Music Interview: Quirky brooders

By Nathan Atnikov

Quirkiness is at an all time premium in today’s music scene. Bands continue to experiment with stranger and stranger approaches to their music as everyone strives for a new and unusual sound, leading to some truly bizarre moves such as Elliott Brood’s choice of setting for the recording of their new album, Ambassador.

“We recorded our new album in a converted abattoir,” drummer Steve Pitkin says, trying to draw a mental picture of what it might be like in a slaughterhouse. “You walk down all these dark corridors and the floors are slanted for the blood to drain better. Then you get to the end of this hallway and there’s a recording studio in the back. It was pretty cool, but, you know, musty.”

Mustiness aside, the surroundings certainly gave Ambassador, a spooky aura. The album is 12 tracks of self-described death-country, a genre name Pitkin didn’t invent, although he wishes he had.

“We came up with that kind of off the cuff thinking it was original,” he explains. “Well, it wasn’t, but we still felt it was the best way to describe our music. It’s not country, it’s not alt-rock. It’s a shame we need to have a genre but it’s a necessary evil. People need to know what to expect.”

What you should expect are banjo-driven songs sounding like they live under a layer of muck and whiskey, with lead singer Mark Sasso’s vocals scratching along to the rhythm provided by Pitkin and bandmate Casey Laforet.

Music isn’t all there is to Elliott Brood, their one of a kind approach to the accompanying artwork of their CDs is sure to draw some much deserved attention.

“Presentation is a big part of it,” Pitkin says. “We do a lot of our own assemblage, in terms of the art that comes with the record. On the new one, there’s a unique identifier in each package, with a number. We weren’t even thinking, we should’ve saved the first 100. I think I have number 64.”

Ambassador also comes with a replica of an old train ticket, marked for one-way travel of course, and a blueprint design for the Ambassa- dor bridge connecting Windsor to Detroit. The boys in Elliott Brood clearly deem it necessary to put this level of commitment into the presentation of their band as yet another way to stand-out in a crowded industry.

“People are just inundated with Canadian Idol stuff, you know?” Pitkin asks rhetorically. “It’s music by committee, not by artists. We’re trying to do something a little different with our music and the packaging, because this is the kind of thing we like and we think other people like it too.”

This is an optimistic outlook and Pitkin is aware of its downfalls.

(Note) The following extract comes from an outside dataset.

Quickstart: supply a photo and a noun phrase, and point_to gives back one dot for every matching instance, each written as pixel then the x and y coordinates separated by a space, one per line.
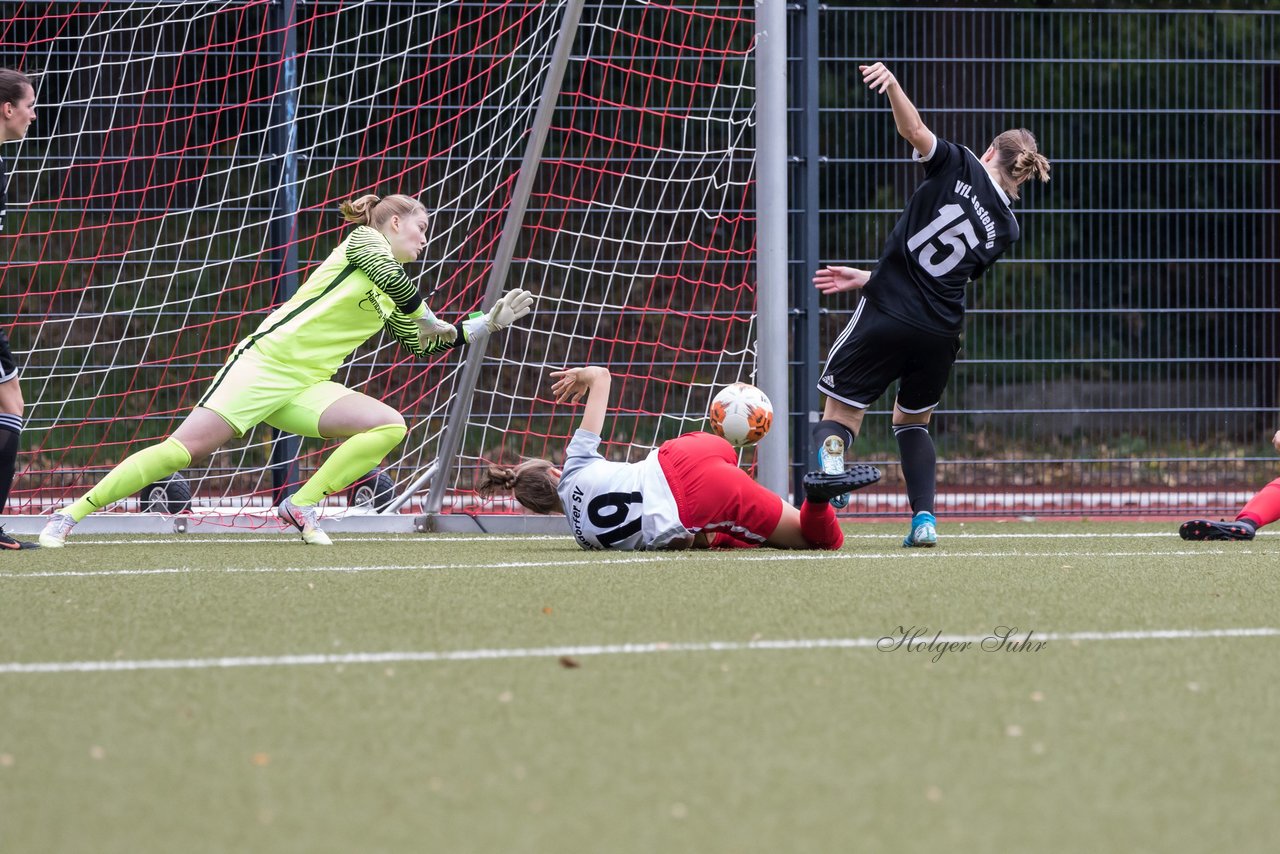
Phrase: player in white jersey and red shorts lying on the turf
pixel 688 494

“Any time a fresh kind of music gets noticed there are going to be a million people that jump on the bandwagon and try to fabricate it,” he warns. “You’re already seeing that with our kind of country.”

Pitkin isn’t trying to make his band out to be a group of musical visionaries. He simply believes a certain level of originality in popular music–such as what we are blessed to have right now–is a hard thing to maintain. Thus, the battle for quirkiness starts all over again.